After reading a couple of blogs, I began to reminisce about the days of old.
I know I'm fairly young, but as I said in an earlier comment, I grew up with "backward" grandparents. My dad's side of the family has always done things a bit "different". While growing up we didn't quite understand their "way of life", but looking back now, it's a bit clearer.
Now we weren't into farming like Papa Rooster's family was, but we had it all. You name it we had it: Cows, chickens, pigs...we even had a garden that was full of purple hull peas, okra, squash, butter beans, corn, watermelons, cane. (My granddaddy still makes his very own home-made cane syrup).
I remember every year they'd have a pig slaughtered and make their own sausage. Sometimes we even got to turn the crank handle of the old sausage grinder. Most of the time we fought over whose turn it was, but we finally each got a turn at cranking the grinder.
Each year we'd all help shell peas or shuck/cream corn. We'd always sit around in a big circle and listen to the elders tell stories of when they were younger. And when creaming corn, we didn't have the fancy "creamers" you see today. No, we had an old tin mayonnaise jar lids that Pa had punched holes in, that were bent so they were easier to hold.
All of the kids usually had more creamed corn on themselves than in the bowl in their laps...
In the winter time it was always so COLD. Well, cold for the south :) . We lived with my grandparents for a while, especially while my dad worked nights.
When they'd put us to bed, they'd light the old small gas wall heater in the room. Three of us slept together; me, my little brother, and a little sister. There were so many hand-made quilts on us that we could hardly move... If anyone had to get up to use the restroom at night, we had to call for help to get out of bed.

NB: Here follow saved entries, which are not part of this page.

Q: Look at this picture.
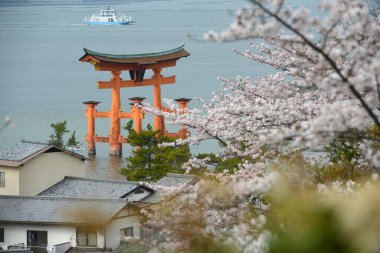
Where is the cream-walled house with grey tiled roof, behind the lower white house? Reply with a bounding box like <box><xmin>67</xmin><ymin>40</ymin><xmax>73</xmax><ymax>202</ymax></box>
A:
<box><xmin>0</xmin><ymin>141</ymin><xmax>87</xmax><ymax>196</ymax></box>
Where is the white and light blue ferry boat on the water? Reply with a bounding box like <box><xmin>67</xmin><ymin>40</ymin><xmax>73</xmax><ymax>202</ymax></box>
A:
<box><xmin>84</xmin><ymin>7</ymin><xmax>133</xmax><ymax>25</ymax></box>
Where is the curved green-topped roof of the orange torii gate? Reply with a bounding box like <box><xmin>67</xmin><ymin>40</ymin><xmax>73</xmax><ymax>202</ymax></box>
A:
<box><xmin>79</xmin><ymin>44</ymin><xmax>190</xmax><ymax>64</ymax></box>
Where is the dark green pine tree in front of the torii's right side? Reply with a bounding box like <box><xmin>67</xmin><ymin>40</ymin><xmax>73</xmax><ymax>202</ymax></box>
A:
<box><xmin>120</xmin><ymin>121</ymin><xmax>190</xmax><ymax>181</ymax></box>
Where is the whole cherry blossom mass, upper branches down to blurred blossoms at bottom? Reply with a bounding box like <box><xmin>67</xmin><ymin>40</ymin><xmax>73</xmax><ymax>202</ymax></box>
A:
<box><xmin>138</xmin><ymin>0</ymin><xmax>380</xmax><ymax>252</ymax></box>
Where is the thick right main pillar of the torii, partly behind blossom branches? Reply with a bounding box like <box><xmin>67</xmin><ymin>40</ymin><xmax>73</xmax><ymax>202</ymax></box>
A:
<box><xmin>153</xmin><ymin>68</ymin><xmax>165</xmax><ymax>134</ymax></box>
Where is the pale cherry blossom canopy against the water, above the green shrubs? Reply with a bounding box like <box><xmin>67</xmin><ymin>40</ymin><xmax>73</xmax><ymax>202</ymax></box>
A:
<box><xmin>160</xmin><ymin>0</ymin><xmax>380</xmax><ymax>158</ymax></box>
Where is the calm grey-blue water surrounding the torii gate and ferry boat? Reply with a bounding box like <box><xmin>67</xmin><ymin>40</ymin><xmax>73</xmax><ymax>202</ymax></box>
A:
<box><xmin>0</xmin><ymin>0</ymin><xmax>314</xmax><ymax>178</ymax></box>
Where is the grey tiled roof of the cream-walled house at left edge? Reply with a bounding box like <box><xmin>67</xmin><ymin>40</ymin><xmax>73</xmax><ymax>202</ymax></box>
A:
<box><xmin>0</xmin><ymin>141</ymin><xmax>87</xmax><ymax>167</ymax></box>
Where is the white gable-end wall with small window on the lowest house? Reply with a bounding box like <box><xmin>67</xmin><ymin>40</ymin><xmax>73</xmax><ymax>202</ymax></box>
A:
<box><xmin>105</xmin><ymin>215</ymin><xmax>141</xmax><ymax>250</ymax></box>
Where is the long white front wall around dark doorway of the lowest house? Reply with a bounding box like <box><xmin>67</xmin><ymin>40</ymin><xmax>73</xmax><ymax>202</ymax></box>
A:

Every day held the same routine. In the summer, the alarm went off at 5:30am and Nanny and Pa got up. Pa off to feed the assortment of animals, and Nanny off to the kitchen where she prepared breakfast. Always the same thing; grits, eggs, egg gravy, sausage of some sort, and biscuits. If there were no biscuits, we had hoe cakes. I loved breakfast time. Pa was usually either leaving or already gone by the time we woke up.
Shortly after breakfast, Nanny was starting lunch. (Yes, she cooked three meals a day. And they didn't come from a box!) Something was always in the pressure cooker. We loved to sneak in and jump on the floor to make it whistle louder. Of course it always resulted in someone being chased out of the house.

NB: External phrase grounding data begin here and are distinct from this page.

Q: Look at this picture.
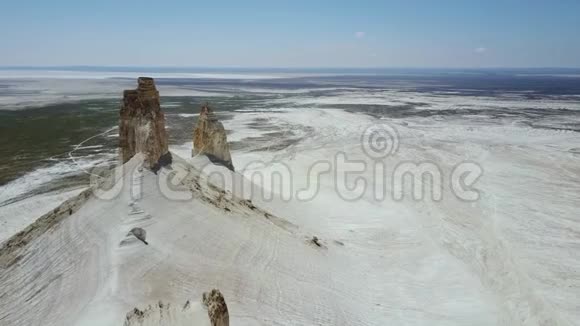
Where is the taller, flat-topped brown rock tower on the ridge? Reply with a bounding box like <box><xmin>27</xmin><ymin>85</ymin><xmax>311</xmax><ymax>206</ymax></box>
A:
<box><xmin>119</xmin><ymin>77</ymin><xmax>168</xmax><ymax>167</ymax></box>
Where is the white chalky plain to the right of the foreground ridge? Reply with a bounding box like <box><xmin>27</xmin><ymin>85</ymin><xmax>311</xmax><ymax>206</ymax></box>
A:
<box><xmin>218</xmin><ymin>108</ymin><xmax>580</xmax><ymax>325</ymax></box>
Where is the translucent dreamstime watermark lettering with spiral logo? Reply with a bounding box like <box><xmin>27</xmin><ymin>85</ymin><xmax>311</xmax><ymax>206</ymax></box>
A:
<box><xmin>90</xmin><ymin>123</ymin><xmax>484</xmax><ymax>202</ymax></box>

Clothes were hung on the line to dry. I don't remember her having a dryer until I became a teenager. The house was basically unoccupied all day.
We were always outside. Usually getting into something... Most of the time in the plum, apple, pear, and fig trees or scuppernong vines. Nanny was constantly after us about staying out of her fruit trees. We could have all the fruit that had fallen on the ground and was beginning to rot, but we weren't to pick the fruit from the trees...sounds similar to another story I've heard.
The girls were always "cooking" outside, making mud pies, dirt cakes, mixing some sort of creation in the big cast iron kettles. Sometimes we'd even tempt the boys to taste our special recipes.
I'm all grown up now, but some days I wish I were back in Nanny's yard, running around barefoot, without a care in the world.
Nanny and Pa have modernized a bit since we were kids, but the feeling of the "backward" way is still there. Even though every thing has change, every thing's the same.
It's an amazing feeling to look back at where you've been, and see where you are now. I can't wait to tell my children and grandchildren about "the days of old".